Вдобавок в школу нагрянула комиссия, проверявшая технику безопасности — Малфой таки нажаловался папе, а папа поставил на уши Попечительский совет. Нервов всем помотали преизрядно, но все-таки неохотно признали, что имела место банальная неосторожность и пренебрежение техникой безопасности. Хагрид отделался выговором, и ему еще очень повезло — многие свидетельствовали о том, что он внятно объяснил, как вести себя с гиппогрифами, а если Малфой нарывался — так сам виноват! Гиппогрифа тоже не тронули — Хагрид всё боялся, что его ликвидируют, — но запретили подпускать этих зверей к школьникам. И вообще любых потенциально опасных зверей! Пускай, мол, изучают по книге, а посмотреть можно и издали, а обниматься с соплохвостами вовсе необязательно. С этим решением я был согласен целиком и полностью!
— Ну и когда ты наконец поймаешь Блэка? — спросил я в очередную субботу, в которую мы снова не пошли в Хогсмид. И что остальным там будто медом намазано?
— Я его уже почти поймал… — протянул Риддл. — Он уже рядом, мои маленькие друзья, осталось только руку протянуть, и Блэк будет моим… Только не говорите мне, что вы ни о чем не догадались!
— Том, выражайся доступно, а? — попросила Джинни. — Выкладывай!
— Что выкладывать? Это же на виду, бестолковые! — засмеялся он и сел на кровати по-турецки. — Ладно, подскажу, с чего надо начинать… Вы заметили, что профессор Люпин периодически недомогает?
— Конечно, — сказал Невилл, поежился и добавил: — И тогда его заменяет Снейп.
— Именно.
— А я слышала, как Гарри рассказывал Гермионе, что был на дополнительном занятии у Люпина, а Снейп принес ему какое-то зелье… — сказала Луна.
— Думаешь, Снейп его травит? — нахмурилась Джинни.
— Нет, вроде бы Люпин сказал, что это лекарство, — развела руками Лавгуд.
— Да-да, дети мои, это явно лекарство… — ухмыльнулся Том и выудил из кармана неразлучную черную тетрадку. Новую, я имею в виду, старую он припрятал. — Вот тут я отметил, когда именно отсутствовал Люпин. Поглядите-ка на календарь… Насмотрелись? А теперь скажите, дорогие вы мои, какой у Люпина боггарт? Вы ведь его видели, а?
— Хрустальный шар, — припомнил Невилл. — Хочешь сказать, он боится, что Трелони ему напророчит какую-нибудь пакость?
— О, нет, безмозглые вы мои, ненаблюдательные олухи, — пропел Риддл. — Люпин действительно боится шара, только не хрустального, а каменного…
— То есть? — не понял я. — Каменного ядра, что ли?
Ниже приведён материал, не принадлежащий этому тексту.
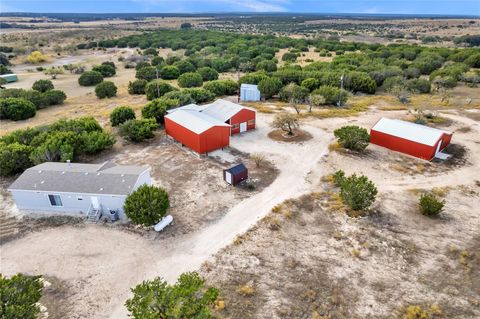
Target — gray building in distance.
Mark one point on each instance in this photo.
(77, 189)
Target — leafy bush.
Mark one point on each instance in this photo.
(190, 79)
(338, 178)
(269, 87)
(169, 72)
(200, 95)
(105, 89)
(289, 57)
(90, 78)
(54, 97)
(138, 130)
(157, 108)
(16, 109)
(42, 85)
(158, 88)
(221, 87)
(352, 137)
(332, 95)
(184, 66)
(146, 205)
(187, 298)
(208, 74)
(19, 296)
(14, 158)
(358, 192)
(430, 205)
(182, 97)
(107, 70)
(147, 73)
(293, 92)
(121, 114)
(137, 87)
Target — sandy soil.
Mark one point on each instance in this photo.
(308, 259)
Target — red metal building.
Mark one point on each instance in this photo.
(241, 118)
(413, 139)
(200, 132)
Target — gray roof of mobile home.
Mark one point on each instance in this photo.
(107, 178)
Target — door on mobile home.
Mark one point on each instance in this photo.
(243, 127)
(95, 202)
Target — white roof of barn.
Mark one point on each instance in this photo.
(191, 107)
(107, 178)
(249, 86)
(410, 131)
(222, 109)
(195, 121)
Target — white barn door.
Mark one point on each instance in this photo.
(243, 127)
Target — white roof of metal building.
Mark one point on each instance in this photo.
(410, 131)
(194, 121)
(191, 107)
(222, 109)
(249, 86)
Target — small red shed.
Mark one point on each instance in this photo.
(198, 131)
(413, 139)
(241, 118)
(235, 175)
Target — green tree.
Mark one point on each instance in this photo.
(105, 89)
(16, 109)
(147, 205)
(138, 130)
(106, 70)
(19, 296)
(352, 137)
(293, 92)
(137, 87)
(42, 85)
(269, 87)
(267, 65)
(199, 95)
(430, 205)
(286, 122)
(187, 298)
(157, 108)
(332, 95)
(221, 87)
(190, 79)
(169, 72)
(208, 74)
(14, 158)
(54, 97)
(90, 78)
(358, 192)
(121, 114)
(158, 88)
(147, 73)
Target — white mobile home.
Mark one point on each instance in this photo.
(77, 189)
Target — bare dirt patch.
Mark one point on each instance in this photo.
(297, 137)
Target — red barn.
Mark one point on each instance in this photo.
(409, 138)
(241, 118)
(200, 132)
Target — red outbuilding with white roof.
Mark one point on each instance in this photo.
(200, 132)
(413, 139)
(241, 118)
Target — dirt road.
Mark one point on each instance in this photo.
(298, 164)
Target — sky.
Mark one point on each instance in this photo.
(441, 7)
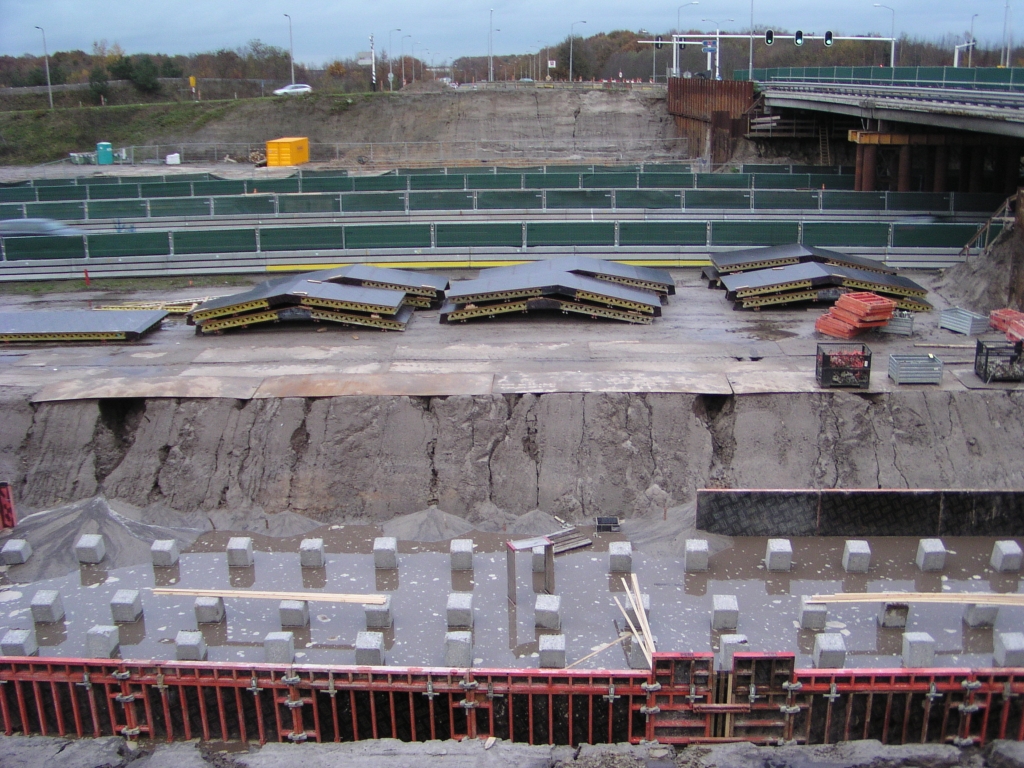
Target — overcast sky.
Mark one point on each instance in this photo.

— Луны, идиот! — рявкнул Том, потеряв терпение. — Или ты думаешь, что она сделана из сыра?
— Погодите, кажется, я поняла… — произнесла Джинни.
— Тут только тупой не догадается, — любезно сказал Риддл, и сестренка швырнула в него первым попавшимся учебником. Не попала, что характерно.
— Боггарт, периодические исчезновения, а еще лекарство… — продолжила она. — Том, но ты же не хочешь сказать, что Люпин…
— Оборотень, — преспокойно закончила Луна. — Я тоже думала об этом. Но удивлялась — разве Дамблдор позволил бы оборотню жить в замке?
— Так затем Снейп и варит какое-то лекарство, — хмыкнул Том. — Видимо, оно снижает агрессию или что-то в этом роде, словом, делает Люпина условно-безопасным. Надо будет, кстати, разузнать об этом побольше, я прежде таким не интересовался, а зря!
— Ладно, это все здорово, — сказал я, переварив новость, — а при чем тут Блэк?
— О… — Риддл встал во весь рост, заложил руки за спину и задрал нос.